À l’occasion des instances de la Francophonie organisées à Kigali du 18 au 20 novembre, la Tunisie a porté une voix distincte sur la scène internationale, défendant avec fermeté ses convictions en matière de droits des femmes, de gouvernance mondiale et de solidarité palestinienne.
Représentée par son ambassadeur et délégué permanent auprès de l’Organisation internationale de la Francophonie (OIF), S.E. Dhia Khaled, la délégation tunisienne a activement participé aux travaux de la 46e Conférence ministérielle de la Francophonie (CMF) et à la 136e session du Conseil permanent de la Francophonie (CPF).
L’émancipation féminine, une priorité « irréversible »
Intervenant sur la question des droits des femmes, l’ambassadeur Khaled a réaffirmé l’engagement constant de la Tunisie en faveur de l’égalité des genres. Il a présenté l’émancipation féminine comme un axe fondamental de la politique nationale, s’appuyant sur un triptyque structurant, l’éducation, l’insertion professionnelle et des politiques publiques dédiées à l’autonomisation. Une vision présentée comme « continue et irréversible », rappelant le rôle pionnier du pays dans la région.
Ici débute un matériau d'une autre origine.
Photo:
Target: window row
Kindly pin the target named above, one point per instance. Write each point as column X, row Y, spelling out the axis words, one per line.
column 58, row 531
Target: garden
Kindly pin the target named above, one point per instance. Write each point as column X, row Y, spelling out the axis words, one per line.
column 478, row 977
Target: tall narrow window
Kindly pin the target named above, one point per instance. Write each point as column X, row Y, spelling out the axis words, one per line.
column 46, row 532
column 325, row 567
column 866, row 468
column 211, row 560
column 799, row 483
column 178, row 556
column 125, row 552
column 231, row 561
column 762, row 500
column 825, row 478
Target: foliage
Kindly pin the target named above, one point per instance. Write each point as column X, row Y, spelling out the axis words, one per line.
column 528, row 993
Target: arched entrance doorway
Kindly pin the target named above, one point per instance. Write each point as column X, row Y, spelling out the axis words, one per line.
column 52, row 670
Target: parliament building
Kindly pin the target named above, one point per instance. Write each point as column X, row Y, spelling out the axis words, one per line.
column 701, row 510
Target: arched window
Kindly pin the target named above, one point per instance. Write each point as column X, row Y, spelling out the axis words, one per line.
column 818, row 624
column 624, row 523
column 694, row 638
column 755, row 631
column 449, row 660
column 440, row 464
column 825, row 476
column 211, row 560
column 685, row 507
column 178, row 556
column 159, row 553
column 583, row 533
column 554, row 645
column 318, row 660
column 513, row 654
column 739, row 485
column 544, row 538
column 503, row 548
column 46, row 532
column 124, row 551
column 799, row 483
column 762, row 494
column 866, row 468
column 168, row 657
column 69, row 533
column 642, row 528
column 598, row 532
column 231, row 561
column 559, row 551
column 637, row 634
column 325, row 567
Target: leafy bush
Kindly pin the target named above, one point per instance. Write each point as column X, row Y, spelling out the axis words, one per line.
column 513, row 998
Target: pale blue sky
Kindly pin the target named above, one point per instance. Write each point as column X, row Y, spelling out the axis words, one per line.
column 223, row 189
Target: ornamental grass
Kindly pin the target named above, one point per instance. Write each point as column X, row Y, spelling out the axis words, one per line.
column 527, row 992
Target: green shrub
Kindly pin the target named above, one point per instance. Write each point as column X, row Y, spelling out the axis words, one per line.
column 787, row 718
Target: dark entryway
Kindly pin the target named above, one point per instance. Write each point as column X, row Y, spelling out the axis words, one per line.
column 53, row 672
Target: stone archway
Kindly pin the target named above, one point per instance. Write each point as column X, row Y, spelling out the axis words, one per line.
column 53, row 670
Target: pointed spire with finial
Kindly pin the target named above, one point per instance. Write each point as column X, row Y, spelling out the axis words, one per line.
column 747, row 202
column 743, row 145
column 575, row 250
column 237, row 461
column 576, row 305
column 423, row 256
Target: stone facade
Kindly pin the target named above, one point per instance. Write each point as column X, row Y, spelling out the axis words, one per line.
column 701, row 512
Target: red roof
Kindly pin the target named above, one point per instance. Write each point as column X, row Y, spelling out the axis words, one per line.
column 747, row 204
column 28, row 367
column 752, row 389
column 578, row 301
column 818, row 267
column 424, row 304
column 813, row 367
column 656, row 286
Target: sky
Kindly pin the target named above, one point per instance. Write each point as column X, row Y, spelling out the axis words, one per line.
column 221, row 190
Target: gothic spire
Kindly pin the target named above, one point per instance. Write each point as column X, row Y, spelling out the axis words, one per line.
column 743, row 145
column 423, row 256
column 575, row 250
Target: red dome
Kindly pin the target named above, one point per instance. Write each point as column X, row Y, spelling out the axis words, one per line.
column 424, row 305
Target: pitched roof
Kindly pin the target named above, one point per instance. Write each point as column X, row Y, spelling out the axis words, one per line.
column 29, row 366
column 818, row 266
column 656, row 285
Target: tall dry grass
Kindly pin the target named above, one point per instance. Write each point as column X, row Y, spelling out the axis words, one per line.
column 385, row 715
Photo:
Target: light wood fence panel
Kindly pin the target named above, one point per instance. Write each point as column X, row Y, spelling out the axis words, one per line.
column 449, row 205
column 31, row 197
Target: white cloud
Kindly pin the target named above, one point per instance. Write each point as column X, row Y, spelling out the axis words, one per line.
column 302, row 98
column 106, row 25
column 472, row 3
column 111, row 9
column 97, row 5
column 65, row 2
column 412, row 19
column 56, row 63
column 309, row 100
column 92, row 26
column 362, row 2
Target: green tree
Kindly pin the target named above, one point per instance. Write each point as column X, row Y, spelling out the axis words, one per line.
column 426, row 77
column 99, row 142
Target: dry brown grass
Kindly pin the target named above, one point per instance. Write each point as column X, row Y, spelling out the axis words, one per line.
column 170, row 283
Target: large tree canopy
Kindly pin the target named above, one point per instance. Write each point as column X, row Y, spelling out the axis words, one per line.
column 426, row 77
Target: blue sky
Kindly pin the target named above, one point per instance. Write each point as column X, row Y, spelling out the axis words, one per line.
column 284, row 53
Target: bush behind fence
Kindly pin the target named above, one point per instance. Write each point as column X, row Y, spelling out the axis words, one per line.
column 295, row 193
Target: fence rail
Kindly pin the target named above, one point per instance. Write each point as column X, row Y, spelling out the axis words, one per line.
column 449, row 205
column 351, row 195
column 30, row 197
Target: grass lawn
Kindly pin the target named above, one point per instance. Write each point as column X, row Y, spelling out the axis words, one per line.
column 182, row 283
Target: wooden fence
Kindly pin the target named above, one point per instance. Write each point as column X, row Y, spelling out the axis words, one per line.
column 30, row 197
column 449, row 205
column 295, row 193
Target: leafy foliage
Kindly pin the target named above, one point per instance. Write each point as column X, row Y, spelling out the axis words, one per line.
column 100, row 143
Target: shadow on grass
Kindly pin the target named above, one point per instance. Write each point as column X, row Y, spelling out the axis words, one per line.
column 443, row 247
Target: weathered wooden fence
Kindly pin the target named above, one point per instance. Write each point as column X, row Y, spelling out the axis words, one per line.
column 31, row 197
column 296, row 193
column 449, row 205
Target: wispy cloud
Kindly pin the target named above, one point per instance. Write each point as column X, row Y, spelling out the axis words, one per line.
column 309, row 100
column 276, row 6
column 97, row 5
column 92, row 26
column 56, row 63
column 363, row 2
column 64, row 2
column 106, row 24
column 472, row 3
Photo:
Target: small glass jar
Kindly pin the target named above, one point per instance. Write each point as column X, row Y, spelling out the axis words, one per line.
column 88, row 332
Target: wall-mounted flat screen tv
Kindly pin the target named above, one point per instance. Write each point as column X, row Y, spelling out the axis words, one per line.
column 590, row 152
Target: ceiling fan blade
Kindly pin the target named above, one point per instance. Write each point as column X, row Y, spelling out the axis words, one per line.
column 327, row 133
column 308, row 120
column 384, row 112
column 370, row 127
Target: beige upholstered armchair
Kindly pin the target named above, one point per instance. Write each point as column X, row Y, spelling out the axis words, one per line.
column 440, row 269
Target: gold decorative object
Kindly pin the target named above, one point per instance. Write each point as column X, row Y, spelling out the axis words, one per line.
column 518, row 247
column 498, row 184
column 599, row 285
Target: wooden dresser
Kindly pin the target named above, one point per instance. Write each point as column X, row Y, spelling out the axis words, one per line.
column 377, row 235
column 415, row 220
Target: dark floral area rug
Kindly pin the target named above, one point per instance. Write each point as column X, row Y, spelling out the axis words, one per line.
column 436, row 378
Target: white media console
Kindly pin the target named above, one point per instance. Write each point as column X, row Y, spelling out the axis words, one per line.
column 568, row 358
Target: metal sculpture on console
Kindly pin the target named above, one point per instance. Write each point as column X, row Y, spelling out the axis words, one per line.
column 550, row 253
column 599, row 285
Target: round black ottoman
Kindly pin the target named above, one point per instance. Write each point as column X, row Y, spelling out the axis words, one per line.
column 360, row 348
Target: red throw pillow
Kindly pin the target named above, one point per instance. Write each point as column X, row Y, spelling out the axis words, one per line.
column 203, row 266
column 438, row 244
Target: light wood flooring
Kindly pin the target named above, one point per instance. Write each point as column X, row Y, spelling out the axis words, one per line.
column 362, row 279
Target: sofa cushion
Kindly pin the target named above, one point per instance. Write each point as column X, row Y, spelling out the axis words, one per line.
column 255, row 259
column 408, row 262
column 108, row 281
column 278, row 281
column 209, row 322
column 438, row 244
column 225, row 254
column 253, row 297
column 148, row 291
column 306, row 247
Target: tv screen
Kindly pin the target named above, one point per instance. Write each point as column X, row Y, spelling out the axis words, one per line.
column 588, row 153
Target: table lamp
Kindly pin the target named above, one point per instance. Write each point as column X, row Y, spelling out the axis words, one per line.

Pour un multilatéralisme rénové et équitable
Sur le thème de l’avenir du multilatéralisme, le diplomate tunisien a appelé à une refonte en profondeur des mécanismes de coopération internationale. Plaidant pour un modèle « juste et renouvelé », il a insisté sur la nécessité d’une action collective qui place les aspirations des peuples au cœur de ses priorités, tout en respectant scrupuleusement la souveraineté des États. Cette approche, a-t-il estimé, est la condition sine qua non pour apporter des réponses efficaces aux crises planétaires.
La cause palestinienne, pilier de la diplomatie tunisienne
Enfin, conformément à une ligne diplomatique constante, S.E. Dhia Khaled a réitéré le soutien indéfectible de la Tunisie à la cause palestinienne. Une position présentée comme un principe intangible et un pilier central de la politique étrangère du pays.
Par cette participation active, la Tunisie réaffirme son rôle au sein de l’espace francophone, défendant une vision d’un multilatéralisme plus inclusif et ancré dans les réalités des populations.